# Messy debt.. help please!



## mrs kermit (3 Apr 2009)

Hi Guys! I am in a bit of a mess at the moment as I was made unemployed about 3 months ago and my partner and I are in a lot of debt. Any advice would be greatly appreciated!!

Monthly income:
Mine: 680 social welfare payments (have not come through as of yet)
Partner: 1700

Monthly outgoings:
Car: 266 (cannot sell as I cannot afford the NCT and the car is in need of     expensive repairs, but it will be fully paid off in July)
Rent: 950
Loan 1: 100
Loan 2: 400
Credit Card 1: 150 (minimum payments)
Credit Card 2: 60 (minimum payments)
Esb: 100
Internet: 40
T.V: 30
Train travel to work:150

This leaves us with about 140 per month for food and everything else and we just keep coming up short.

I have tried to get the rent down with no luck and I can't find any other accomadation where we live thats cheaper.

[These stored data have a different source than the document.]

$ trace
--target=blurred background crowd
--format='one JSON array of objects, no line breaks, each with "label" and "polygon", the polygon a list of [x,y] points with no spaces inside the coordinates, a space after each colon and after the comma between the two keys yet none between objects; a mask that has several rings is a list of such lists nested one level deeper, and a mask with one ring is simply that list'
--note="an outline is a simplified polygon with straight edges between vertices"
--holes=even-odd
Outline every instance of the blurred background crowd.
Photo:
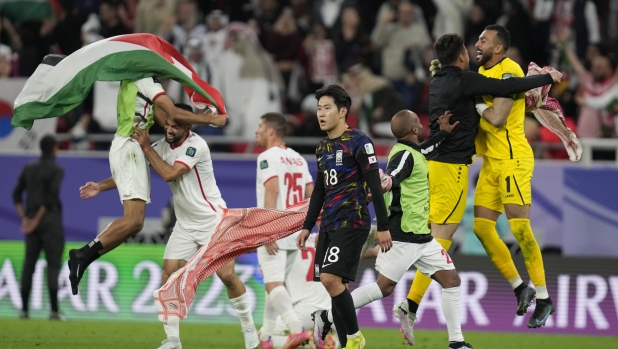
[{"label": "blurred background crowd", "polygon": [[[152,33],[223,95],[229,124],[195,131],[247,140],[272,111],[286,115],[289,135],[323,137],[313,92],[331,83],[352,96],[349,124],[374,139],[392,137],[388,122],[401,109],[427,123],[433,42],[463,35],[476,70],[478,36],[498,23],[510,31],[508,56],[524,72],[529,62],[563,72],[551,95],[580,138],[617,136],[618,0],[0,0],[0,16],[0,77],[28,77],[48,53]],[[164,86],[186,102],[178,83]],[[57,131],[71,135],[65,149],[107,149],[86,136],[115,132],[117,90],[117,82],[98,82],[60,119]],[[533,116],[525,130],[534,146],[558,145],[540,148],[538,157],[568,158]]]}]

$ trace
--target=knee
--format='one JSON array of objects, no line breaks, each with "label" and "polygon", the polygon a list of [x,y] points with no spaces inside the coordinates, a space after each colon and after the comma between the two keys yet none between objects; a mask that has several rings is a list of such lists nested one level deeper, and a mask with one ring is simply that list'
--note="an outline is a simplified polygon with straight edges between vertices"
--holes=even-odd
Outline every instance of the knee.
[{"label": "knee", "polygon": [[380,286],[380,291],[382,291],[382,297],[390,296],[395,290],[396,285],[397,284],[388,284],[388,285]]},{"label": "knee", "polygon": [[238,280],[238,275],[234,268],[223,268],[217,270],[217,276],[225,286],[233,285]]},{"label": "knee", "polygon": [[129,221],[129,231],[131,232],[131,235],[139,233],[140,231],[142,231],[142,228],[144,228],[143,219],[134,218]]},{"label": "knee", "polygon": [[448,277],[444,282],[444,285],[442,285],[442,288],[459,287],[460,285],[461,279],[459,278],[459,274],[457,274],[457,272],[453,270],[452,273],[449,273]]},{"label": "knee", "polygon": [[326,291],[330,294],[333,292],[337,293],[337,291],[341,288],[345,288],[345,285],[341,282],[341,279],[334,275],[322,274],[320,275],[320,281],[322,282],[322,285],[324,285],[324,288],[326,288]]}]

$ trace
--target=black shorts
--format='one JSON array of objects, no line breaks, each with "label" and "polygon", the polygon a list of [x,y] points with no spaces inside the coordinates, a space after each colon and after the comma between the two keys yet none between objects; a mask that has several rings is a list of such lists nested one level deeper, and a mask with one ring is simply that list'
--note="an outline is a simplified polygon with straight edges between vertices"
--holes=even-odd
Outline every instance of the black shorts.
[{"label": "black shorts", "polygon": [[367,240],[369,230],[338,229],[320,233],[315,250],[314,281],[320,281],[320,274],[341,276],[343,283],[356,279],[360,253]]}]

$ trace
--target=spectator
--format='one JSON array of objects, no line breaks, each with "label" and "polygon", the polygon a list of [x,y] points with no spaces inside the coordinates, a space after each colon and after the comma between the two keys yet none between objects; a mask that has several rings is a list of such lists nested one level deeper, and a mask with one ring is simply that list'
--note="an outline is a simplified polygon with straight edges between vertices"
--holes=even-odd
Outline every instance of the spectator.
[{"label": "spectator", "polygon": [[248,24],[258,35],[262,45],[265,45],[267,34],[273,30],[282,9],[277,0],[259,0],[257,3],[255,18],[249,20]]},{"label": "spectator", "polygon": [[310,91],[334,84],[337,80],[335,45],[328,39],[328,33],[322,24],[317,23],[313,28],[313,32],[303,43],[309,61],[307,76]]},{"label": "spectator", "polygon": [[47,40],[57,44],[63,55],[70,55],[82,47],[81,27],[85,21],[74,0],[62,0],[58,22],[47,36]]},{"label": "spectator", "polygon": [[313,20],[328,30],[337,26],[341,10],[356,3],[349,0],[316,0],[313,2]]},{"label": "spectator", "polygon": [[273,54],[275,64],[283,76],[286,87],[302,48],[303,38],[289,9],[283,11],[272,30],[265,33],[264,48]]},{"label": "spectator", "polygon": [[601,28],[597,6],[592,0],[571,0],[573,3],[573,23],[575,31],[575,52],[583,58],[590,44],[601,42]]},{"label": "spectator", "polygon": [[10,78],[13,75],[13,53],[11,48],[0,44],[0,78]]},{"label": "spectator", "polygon": [[200,17],[201,13],[194,0],[181,0],[176,7],[175,25],[171,28],[164,26],[159,36],[182,52],[188,38],[206,33],[206,26],[199,23]]},{"label": "spectator", "polygon": [[437,8],[432,34],[439,38],[447,33],[463,34],[465,29],[465,14],[470,12],[472,0],[433,0]]},{"label": "spectator", "polygon": [[290,0],[290,9],[298,31],[304,38],[311,31],[311,12],[307,0]]},{"label": "spectator", "polygon": [[[577,57],[572,46],[567,47],[565,53],[569,64],[577,74],[579,88],[584,98],[601,96],[616,86],[617,80],[609,58],[605,56],[595,57],[592,60],[592,67],[588,71]],[[580,103],[579,118],[577,119],[577,135],[580,138],[601,137],[604,128],[613,130],[613,126],[613,115],[606,110],[595,110]]]},{"label": "spectator", "polygon": [[[407,1],[399,4],[397,22],[391,23],[395,14],[387,12],[371,33],[372,41],[382,52],[382,75],[389,78],[405,108],[412,108],[418,97],[417,85],[424,78],[422,52],[431,44],[431,38],[424,23],[414,20],[414,8]],[[406,51],[411,54],[409,61],[416,67],[417,75],[406,66]]]},{"label": "spectator", "polygon": [[[516,47],[524,62],[530,61],[530,33],[532,23],[528,11],[520,0],[504,2],[504,14],[497,23],[504,26],[511,33],[511,47]],[[510,57],[510,56],[509,56]],[[518,62],[519,63],[519,62]],[[526,71],[527,63],[520,64]]]},{"label": "spectator", "polygon": [[356,8],[343,9],[341,24],[335,30],[334,43],[337,68],[340,72],[345,72],[358,63],[371,65],[371,42]]},{"label": "spectator", "polygon": [[392,138],[391,118],[405,107],[390,81],[360,64],[350,68],[349,77],[362,101],[358,128],[375,137]]},{"label": "spectator", "polygon": [[228,16],[220,10],[213,10],[206,16],[206,33],[202,36],[203,55],[208,64],[215,65],[225,46]]},{"label": "spectator", "polygon": [[129,33],[129,30],[120,21],[118,14],[120,6],[119,0],[103,0],[101,2],[99,15],[91,14],[82,25],[82,42],[84,45]]},{"label": "spectator", "polygon": [[[22,221],[21,231],[26,240],[26,256],[21,274],[22,309],[19,317],[28,319],[28,301],[32,289],[32,275],[41,250],[47,260],[47,286],[51,303],[50,320],[66,321],[58,308],[58,275],[64,250],[60,183],[64,170],[56,164],[56,140],[47,135],[41,139],[42,156],[26,165],[13,191],[13,202]],[[23,193],[26,191],[26,204]]]},{"label": "spectator", "polygon": [[250,26],[235,22],[227,30],[226,49],[213,69],[212,85],[221,92],[231,116],[226,134],[253,137],[260,116],[281,112],[283,80]]},{"label": "spectator", "polygon": [[159,34],[164,23],[173,22],[176,0],[139,0],[135,14],[135,32]]}]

I have already lowered my loan payments with the bank and they can't stretch the term any longer for me.

I am getting very stressed and worried about this........


----------



## Bronte (3 Apr 2009)

You'll have to try and give more details. For example how much do you owe on your credit card debt and loans.  Can you try and fill out the money makeover section.


----------



## Guest110 (3 Apr 2009)

Hello, 

If you are that broke, you need drastic action regardless of what people say and how they take my views below.  I would 1st keep only the necessities - what do I need to have compared to what is a luxury or a small luxury.

40 - I would cancel the internet, it is a luxury
30 - I would cancel the TV and just use an aerial for rte 1,2 and tv3, it is a small luxury
Depending on the distance to travel, I would go out and buy a bike off the street for 50 euro and save the 150 and just cycle to work every day. At the moment we have great weather and it would be a nice time to cycle.

The total you would save is 220

Also - to note, you can sell your car for scrap and could get 2-3 k for it depending on its condition.

Another thing to mention - the rent is 950 - I assume that you are both living together in the same place with no other tennants ? If so, you could move out and the two of you`s share a room in a house which would work out about 800 a month saving you another 150. Also, if you did not want to cycle to work, then I would move right beside where the job is as only 1 person is working. 

I would do the above until I was on the straight and narrow with the bills gone !


----------



## so-crates (5 Apr 2009)

Okay, first things first alexandra if the train is a monthly ticket as I am guessing then it is unlikely that the distance is cyclable? Mrs Kermit, I am assuming that the ticket is a monthly commuter ticket four your partner? If so, is your partner availing of the Tax Saver scheme for public transport? Or more importantly is his company availing of it.

Next thing - and this is very important - when does your Jobseekers benefit come through? Given the numbers that you have provided you cannot afford to service your debt and live on €1700 pm.

One thing I note form the list you have provided - you haven't included the basic costs of living (ie food!) which leads me to the next question ... do you have a budget written down?  If not, I think you need to draw up a budget and stick to it! In order to draw a suitable budget, I would start with just monitoring your spending via a diary - record everything you spend money on - you will soon see where the fat can be trimmed!

According to the list provded you have 2380 (net or gross?)coming in between the two of you (assuming the SW payment is coming to you!) and are spending 2246 on. This leaves little wiggle room! You really do need to draw up a proper budget and perhaps discuss your payment options with your credit providers - you may get a better deal and you may not!

One last one - is your electricity bill really that high? It seems excessive for one month!


----------



## callaghanj (5 Apr 2009)

You should get in contact with your credit card comapnies and tell them you need a debt management plan. Ask them to reuce the monthly payments and to freeze the interest. The bank will do the same with the car loan if you push them hard enough....tell them you cant give them what you haven't got. Also keep the internet as I'm sure you'll need it for job hunting. Good Luck


----------